Pokémon! For the record, I realize that Jenkins mentions Pokémon in his article–however, he only talks about it briefly, and I had this idea before finishing the article, so I figure that it’s still fair game.
Pokémon is a Japanese franchise, mainly belonging to Nintendo, that started in 1995. At the time that I’m writing this, the Pokémon narrative spans so many platforms that you’d be hard-pressed to find someone who’s experienced Pokémon in its entirety. At the same time, though, you can enjoy any one aspect of Pokémon without knowing about the others. In this way, the various franchise entries fulfill Jenkins’s stipulation that they must be “self-contained” so that “you don’t need to have seen the film to enjoy the game, and vice versa” (4).
With Pokémon, of course, you have the games—starting with the 1996/1998 GameBoy ones (Red and Green in Japan, Red and Blue in the US) and leading up to the most recent installments on the 3DS (Ultra Sun and Ultra Moon). Although most of the games have been released on handheld Nintendo devices, you also have the occasional oddball like Pokémon Colosseum, which was released for the GameCube in 2003.
Would-be players can jump in at any time, since the games do not directly link to each other, Despite that, there are occasional callbacks that might be lost on the less faithful players. For example, in the newest Pokémon game, if you talk to a woman standing by a poster, she will comment that there isn’t a button behind it. That might seem weird to most people, but I recognized this as a reference to Pokémon Red/Blue/Leaf Green/Fire Red, in which you reach the bad guys’ lair by pressing a button behind a poster.
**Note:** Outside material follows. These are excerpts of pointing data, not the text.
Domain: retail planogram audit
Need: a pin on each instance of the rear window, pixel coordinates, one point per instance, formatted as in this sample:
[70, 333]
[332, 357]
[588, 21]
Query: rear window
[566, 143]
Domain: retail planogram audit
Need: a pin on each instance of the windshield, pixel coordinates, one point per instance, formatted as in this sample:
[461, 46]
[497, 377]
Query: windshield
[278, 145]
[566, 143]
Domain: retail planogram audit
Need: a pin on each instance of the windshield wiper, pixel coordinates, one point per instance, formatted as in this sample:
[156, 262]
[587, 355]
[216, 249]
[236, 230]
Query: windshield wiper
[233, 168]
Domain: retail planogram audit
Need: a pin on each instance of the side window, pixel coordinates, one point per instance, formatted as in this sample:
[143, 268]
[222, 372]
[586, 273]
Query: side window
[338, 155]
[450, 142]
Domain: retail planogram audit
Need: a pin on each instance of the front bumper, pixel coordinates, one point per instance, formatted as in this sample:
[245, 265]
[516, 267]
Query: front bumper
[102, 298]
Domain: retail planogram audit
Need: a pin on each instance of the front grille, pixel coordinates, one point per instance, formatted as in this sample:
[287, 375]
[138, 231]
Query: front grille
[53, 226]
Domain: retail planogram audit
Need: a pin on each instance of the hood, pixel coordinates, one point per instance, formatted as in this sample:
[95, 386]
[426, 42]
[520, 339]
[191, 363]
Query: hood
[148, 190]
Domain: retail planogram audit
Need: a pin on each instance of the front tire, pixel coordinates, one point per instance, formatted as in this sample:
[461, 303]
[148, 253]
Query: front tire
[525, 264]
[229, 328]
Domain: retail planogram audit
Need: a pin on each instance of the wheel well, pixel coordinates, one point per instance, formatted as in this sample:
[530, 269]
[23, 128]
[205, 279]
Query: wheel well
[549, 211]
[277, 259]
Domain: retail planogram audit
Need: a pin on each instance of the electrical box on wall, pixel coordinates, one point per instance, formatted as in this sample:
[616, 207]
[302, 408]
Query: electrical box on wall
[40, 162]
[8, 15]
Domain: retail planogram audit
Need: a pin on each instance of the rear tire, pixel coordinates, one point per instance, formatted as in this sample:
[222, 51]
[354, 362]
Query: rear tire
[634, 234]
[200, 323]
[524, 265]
There is also a Pokémon anime—perhaps many of us recall that theme song from our youth:
People who hadn’t played the games can easily appreciate the show, though those who are aware of the source material perhaps follow the story more easily. (I, for one, was perennially frustrated that Ash’s Pokémon could learn more than four moves, which is a constraint in the actual Pokémon games.) Characters from the games appeared in the show, but the plot itself sometimes wandered or featured different storylines. In this way, the show offered ideas and concepts that the games could not.
If that wasn’t enough, there’s also a Pokémon manga—from what I gather, it isn’t a specific series, but instead a collection of works kind of existing in the Pokémon universe. I haven’t read them myself, though, so I can’t really say much about them except that they exist.
You also have Pokémon GO, a craze that swept the nation two summers ago. People who couldn’t even pronounce Pokémon still found themselves enjoying the game, walking around parks and campuses with their families, flicking virtual Pokéballs at virtual ‘mons. Some die-hard Pokémon players (like myself) actually disliked Pokémon GO because it was such a departure from the usual game format—gym battles were completely unrecognizable, and no, you cannot evolve a Pokémon by feeding it dozens of candies. However, for most people, this wasn’t a problem. Pokémon GO was a new entry to the franchise, unbound by the rules of the entries that had preceded it. It also came closest to bringing the franchise into “real” life; whereas there had been physical card games before, Pokémon GO actually required people to interact with the world around them.
Even though I just listed a thousand different franchise entries, there are even more iterations of Pokémon that I haven’t mentioned. Unfortunately, it’s just impossible to list ’em all.
Word count: 607
Jenkins, Henry. “Searching for the Origami Unicorn.” Convergence Culture: Where Old and New Media Collide, New York University Press, 2006, pp. 93–130.